I see no other way to handle this but to use some kind of reconnect mechanasim so my question from the previous message are still valid,
Thanks

gordon-AWS wrote on January 16, 2020:

Hello,

In both of the cases you listed (failed to receive PINGRESP and failed to send PINGREQ), you should receive the disconnect callback from the MQTT library. In this callback, you can detect the disconnect and re-establish the connection.

From the disconnect callback, you can directly call IotMqtt_Connect. However, Connect takes a long time and will block all background tasks while it's in progress. If this isn't compatible with your application, you can have the disconnect callback post to a queue (or other notification mechanism) and handle the reconnect elsewhere.

Note that you will need to restore any previous subscriptions.

Auto-reconnect is a commonly requested feature, and we are working to add it soon.

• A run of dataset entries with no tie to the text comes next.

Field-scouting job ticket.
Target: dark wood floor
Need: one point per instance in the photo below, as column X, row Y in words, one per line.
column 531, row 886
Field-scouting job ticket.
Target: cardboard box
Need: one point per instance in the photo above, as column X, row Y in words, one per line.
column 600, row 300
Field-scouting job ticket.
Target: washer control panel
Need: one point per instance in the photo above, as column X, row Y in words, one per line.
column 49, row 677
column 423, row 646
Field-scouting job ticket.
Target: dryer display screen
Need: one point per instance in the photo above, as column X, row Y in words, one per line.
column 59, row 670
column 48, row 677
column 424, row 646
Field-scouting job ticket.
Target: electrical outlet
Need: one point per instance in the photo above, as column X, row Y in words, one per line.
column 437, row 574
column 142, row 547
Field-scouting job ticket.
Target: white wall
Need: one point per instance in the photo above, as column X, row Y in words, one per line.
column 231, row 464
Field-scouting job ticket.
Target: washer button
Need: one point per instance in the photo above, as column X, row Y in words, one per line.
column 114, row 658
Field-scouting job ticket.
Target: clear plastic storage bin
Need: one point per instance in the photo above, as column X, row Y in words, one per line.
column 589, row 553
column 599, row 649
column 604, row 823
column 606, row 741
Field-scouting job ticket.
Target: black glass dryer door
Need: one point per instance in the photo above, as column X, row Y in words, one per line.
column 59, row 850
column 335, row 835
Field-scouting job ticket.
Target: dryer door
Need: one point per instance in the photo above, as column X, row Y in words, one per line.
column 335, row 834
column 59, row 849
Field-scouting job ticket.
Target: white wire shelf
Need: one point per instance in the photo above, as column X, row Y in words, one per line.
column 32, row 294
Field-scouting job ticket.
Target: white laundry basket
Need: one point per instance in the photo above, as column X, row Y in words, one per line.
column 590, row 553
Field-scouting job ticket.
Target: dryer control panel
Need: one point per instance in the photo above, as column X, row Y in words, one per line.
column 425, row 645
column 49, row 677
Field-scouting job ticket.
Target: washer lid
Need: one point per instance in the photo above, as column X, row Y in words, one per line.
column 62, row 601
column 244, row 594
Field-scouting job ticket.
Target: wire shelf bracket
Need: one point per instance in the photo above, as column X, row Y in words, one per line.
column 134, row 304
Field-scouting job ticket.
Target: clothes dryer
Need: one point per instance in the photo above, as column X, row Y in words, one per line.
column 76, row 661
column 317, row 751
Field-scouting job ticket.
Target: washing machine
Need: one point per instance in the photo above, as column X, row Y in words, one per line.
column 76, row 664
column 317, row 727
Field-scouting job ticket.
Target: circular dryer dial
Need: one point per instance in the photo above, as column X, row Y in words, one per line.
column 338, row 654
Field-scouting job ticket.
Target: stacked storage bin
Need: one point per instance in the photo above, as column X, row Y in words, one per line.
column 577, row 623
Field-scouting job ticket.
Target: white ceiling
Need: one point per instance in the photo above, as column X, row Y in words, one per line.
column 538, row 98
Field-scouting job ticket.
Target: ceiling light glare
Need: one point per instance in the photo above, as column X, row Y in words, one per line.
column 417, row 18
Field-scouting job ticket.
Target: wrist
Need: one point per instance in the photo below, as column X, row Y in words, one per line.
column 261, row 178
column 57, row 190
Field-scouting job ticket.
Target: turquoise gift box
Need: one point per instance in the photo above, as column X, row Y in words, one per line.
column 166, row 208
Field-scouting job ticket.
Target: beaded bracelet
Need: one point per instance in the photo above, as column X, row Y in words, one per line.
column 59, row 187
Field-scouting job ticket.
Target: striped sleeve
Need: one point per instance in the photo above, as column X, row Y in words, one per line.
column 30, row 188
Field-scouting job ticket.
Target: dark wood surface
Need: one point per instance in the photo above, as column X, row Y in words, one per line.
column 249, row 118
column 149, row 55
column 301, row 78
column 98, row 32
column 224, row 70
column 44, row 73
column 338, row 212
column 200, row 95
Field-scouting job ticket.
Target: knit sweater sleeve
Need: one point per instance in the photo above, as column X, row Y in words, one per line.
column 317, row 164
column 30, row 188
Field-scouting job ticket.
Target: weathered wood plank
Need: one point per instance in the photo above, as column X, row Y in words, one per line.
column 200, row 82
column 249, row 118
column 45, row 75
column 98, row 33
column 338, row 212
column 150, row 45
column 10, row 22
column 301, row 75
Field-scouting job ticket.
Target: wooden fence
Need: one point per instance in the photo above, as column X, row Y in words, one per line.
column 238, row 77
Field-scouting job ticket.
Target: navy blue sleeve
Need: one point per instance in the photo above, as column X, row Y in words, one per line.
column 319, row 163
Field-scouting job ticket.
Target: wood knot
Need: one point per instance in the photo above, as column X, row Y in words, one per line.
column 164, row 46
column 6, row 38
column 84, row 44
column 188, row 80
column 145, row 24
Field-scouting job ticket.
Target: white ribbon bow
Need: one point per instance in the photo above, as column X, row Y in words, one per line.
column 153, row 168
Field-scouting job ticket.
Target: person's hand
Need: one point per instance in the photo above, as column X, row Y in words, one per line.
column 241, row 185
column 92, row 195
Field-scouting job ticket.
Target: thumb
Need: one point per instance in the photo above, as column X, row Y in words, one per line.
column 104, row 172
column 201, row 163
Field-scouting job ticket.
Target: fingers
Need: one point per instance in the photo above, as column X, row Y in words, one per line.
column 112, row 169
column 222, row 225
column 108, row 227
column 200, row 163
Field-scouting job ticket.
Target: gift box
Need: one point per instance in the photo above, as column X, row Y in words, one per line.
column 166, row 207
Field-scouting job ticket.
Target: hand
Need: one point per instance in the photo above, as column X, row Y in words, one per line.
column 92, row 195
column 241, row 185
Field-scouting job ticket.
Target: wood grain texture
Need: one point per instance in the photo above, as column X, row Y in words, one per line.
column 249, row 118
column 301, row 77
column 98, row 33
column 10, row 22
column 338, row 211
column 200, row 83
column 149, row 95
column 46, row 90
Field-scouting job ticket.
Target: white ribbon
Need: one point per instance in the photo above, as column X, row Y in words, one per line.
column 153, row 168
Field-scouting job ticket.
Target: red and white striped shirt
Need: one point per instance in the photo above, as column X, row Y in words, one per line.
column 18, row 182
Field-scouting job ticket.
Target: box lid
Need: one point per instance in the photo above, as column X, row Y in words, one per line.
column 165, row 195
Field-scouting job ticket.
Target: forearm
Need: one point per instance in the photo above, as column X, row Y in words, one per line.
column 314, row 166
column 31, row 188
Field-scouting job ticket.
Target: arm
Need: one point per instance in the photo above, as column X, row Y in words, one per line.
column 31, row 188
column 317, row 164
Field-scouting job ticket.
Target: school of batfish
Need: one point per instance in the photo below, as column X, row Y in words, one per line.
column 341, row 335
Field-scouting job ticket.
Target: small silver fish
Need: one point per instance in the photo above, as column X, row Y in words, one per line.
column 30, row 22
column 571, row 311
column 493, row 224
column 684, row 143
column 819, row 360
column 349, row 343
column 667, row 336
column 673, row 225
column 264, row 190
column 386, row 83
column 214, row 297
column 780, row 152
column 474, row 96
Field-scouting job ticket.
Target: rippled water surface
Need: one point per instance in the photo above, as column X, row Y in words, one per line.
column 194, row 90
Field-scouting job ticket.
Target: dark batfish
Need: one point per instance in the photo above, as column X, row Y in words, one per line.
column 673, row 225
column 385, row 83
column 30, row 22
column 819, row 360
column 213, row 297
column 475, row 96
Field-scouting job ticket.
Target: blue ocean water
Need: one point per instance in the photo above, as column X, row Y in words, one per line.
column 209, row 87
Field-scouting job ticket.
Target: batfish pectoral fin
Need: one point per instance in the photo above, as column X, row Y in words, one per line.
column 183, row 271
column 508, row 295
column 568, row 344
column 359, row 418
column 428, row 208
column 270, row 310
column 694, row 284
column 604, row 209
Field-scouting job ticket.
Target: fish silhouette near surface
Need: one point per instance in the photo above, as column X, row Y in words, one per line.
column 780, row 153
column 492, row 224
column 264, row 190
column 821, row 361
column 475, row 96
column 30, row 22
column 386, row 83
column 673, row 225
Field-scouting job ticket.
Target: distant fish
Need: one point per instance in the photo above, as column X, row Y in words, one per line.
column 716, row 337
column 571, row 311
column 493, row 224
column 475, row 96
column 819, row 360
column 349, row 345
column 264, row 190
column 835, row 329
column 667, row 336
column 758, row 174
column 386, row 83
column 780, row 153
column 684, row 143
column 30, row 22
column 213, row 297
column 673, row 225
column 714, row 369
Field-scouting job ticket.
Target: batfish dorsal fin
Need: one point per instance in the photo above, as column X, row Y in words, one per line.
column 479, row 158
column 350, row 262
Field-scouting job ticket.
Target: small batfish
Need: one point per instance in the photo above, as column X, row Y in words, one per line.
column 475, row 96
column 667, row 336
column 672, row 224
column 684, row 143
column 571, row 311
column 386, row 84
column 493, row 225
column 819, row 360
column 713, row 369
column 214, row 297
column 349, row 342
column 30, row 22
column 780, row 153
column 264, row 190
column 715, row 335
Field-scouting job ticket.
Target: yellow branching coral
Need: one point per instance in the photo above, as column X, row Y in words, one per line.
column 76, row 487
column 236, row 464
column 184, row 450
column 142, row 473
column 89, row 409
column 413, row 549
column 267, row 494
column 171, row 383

egol wrote on January 17, 2020:

Thank you for your reply.
I have two questions on that:

  1. When you say +“Note that you will need to restore any previous subscriptions”+ how this is related to the shadow of my thing? I actually did not made an explicit subscription to the shadow delta, I called _setShadowCallbacks and I think that this implicitly is doing the subscription, isn’t it? Should I call this again after reconnecting to the MQTT?
  2. I’m not sure I fully understand how does the C SDK and the AWS FreeRTOS (AFR) package is working together. I’m asking this here since I can see that the C SDK include an option for MQTT auto reconnect (aws_iot_mqtt_autoreconnect_set_status) but the MQTT API that is part of the AFR is stored under “standard” libraries in the source code tree while the shadow library, for example, is stored under c_sdk
    Can you please elaborate?
    Thanks

gordon-AWS wrote on January 17, 2020:

Hello,

  1. Yes, you will need to call SetDeltaCallback again after reconnecting.
  2. Apologies for the confusion. The C SDK you mentioned (which has the function aws_iot_mqtt_autoreconnect_set_status) is C SDK version 3. Version 3 does not have anything to do with Amazon FreeRTOS, it is a separate project that existed before Amazon FreeRTOS. We decided to combine these two products going forward, and therefore integrated Version 4 of the C SDK into Amazon FreeRTOS. Because of the differences between C SDK version 3 and Amazon FreeRTOS, the combined product (version 4) is not backwards compatible and is still a work in progress.

Hope this clarifies; please let me know if you have any further questions.